Heroku XL: Focusing on Large Scale Apps

Having a web or mobile app become hugely popular is one of those "good problems" to have. But success is still its own challenge - making any architecture work at high volume can often create a unique kind of complexity. And as the Internet grows, and apps become more prevalent, its an increasingly common requirement.

The largest app on Heroku routinely exceeds 10,000 requests / second, and two of the top 50 sites on the Internet (as measured by Quantcast) - Urban Dictionary and Upworthy - run on Heroku. Across all apps, Heroku is now serving over 5 billion requests per day (or about 60,000 requests per second).

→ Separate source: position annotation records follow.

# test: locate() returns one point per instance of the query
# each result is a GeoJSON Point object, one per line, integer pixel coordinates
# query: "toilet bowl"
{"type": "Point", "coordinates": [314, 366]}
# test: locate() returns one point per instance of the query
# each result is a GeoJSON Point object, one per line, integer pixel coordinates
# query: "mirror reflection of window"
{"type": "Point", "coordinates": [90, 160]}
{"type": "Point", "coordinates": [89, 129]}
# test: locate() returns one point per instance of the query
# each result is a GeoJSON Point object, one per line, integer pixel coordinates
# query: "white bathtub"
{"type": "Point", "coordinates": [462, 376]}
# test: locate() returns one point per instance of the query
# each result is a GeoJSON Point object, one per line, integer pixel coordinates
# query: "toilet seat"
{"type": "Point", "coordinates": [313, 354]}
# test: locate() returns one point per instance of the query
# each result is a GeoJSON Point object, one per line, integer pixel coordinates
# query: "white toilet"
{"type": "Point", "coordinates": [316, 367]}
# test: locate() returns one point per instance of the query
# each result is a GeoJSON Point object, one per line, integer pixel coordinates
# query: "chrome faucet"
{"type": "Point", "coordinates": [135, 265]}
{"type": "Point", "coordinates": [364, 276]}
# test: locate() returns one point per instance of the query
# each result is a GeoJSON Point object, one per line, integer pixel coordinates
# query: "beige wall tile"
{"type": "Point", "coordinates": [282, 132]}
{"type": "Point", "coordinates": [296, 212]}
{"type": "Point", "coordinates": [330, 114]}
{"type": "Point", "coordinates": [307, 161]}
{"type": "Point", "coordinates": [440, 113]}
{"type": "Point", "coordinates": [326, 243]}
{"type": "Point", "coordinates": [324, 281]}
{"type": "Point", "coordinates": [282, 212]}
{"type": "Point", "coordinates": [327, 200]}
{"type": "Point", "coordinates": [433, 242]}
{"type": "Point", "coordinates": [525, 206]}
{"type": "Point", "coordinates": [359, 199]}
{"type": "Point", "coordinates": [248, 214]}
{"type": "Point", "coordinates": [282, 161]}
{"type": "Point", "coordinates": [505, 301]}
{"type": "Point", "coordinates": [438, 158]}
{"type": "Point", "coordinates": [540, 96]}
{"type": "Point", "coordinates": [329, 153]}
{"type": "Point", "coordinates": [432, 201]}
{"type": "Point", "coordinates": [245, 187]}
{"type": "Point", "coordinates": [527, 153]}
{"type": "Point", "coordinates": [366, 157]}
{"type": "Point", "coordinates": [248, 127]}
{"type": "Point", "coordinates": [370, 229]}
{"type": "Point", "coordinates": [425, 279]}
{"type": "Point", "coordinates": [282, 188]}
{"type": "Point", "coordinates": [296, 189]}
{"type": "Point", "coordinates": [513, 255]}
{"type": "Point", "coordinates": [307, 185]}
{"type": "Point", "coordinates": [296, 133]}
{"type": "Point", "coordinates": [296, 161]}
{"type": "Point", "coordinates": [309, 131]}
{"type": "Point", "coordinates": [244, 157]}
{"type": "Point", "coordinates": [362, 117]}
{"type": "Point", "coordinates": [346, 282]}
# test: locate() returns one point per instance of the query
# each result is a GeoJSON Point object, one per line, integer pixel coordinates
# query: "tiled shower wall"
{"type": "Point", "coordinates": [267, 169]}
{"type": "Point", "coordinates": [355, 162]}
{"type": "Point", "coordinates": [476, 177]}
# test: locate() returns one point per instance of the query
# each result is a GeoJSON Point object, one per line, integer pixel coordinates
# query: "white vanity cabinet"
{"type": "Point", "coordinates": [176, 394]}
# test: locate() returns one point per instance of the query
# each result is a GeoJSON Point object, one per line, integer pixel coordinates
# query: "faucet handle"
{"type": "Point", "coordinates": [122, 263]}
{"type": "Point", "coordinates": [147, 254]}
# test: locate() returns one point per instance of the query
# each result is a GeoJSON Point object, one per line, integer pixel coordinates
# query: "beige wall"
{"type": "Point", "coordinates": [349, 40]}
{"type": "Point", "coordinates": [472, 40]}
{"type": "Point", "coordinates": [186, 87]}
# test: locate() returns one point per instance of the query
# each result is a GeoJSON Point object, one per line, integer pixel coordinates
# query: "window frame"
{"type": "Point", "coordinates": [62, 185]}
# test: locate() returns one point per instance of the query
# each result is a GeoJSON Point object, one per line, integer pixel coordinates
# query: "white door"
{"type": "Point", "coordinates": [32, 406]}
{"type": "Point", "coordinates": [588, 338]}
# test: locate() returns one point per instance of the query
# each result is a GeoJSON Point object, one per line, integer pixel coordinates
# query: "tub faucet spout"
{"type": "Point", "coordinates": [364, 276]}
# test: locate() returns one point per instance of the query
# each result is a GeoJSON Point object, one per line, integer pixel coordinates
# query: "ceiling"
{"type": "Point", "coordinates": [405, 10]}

Heroku has always been guided by the goal of making it as easy as possible to build and scale apps in the cloud, and we want to extend those same benefits to the largest "XL" app developers. Working with these and other customers, we’ve seen a consistent pattern of requirements from high scale apps, which we are announcing today as a set of features and services to help make the pattern of XL apps simpler and more easily repeatable.

Performance Dynos

In order to run and operate large scale apps, Heroku has made the most significant redesign of the dyno since it was first introduced. The result is the new Performance Dyno, launching today.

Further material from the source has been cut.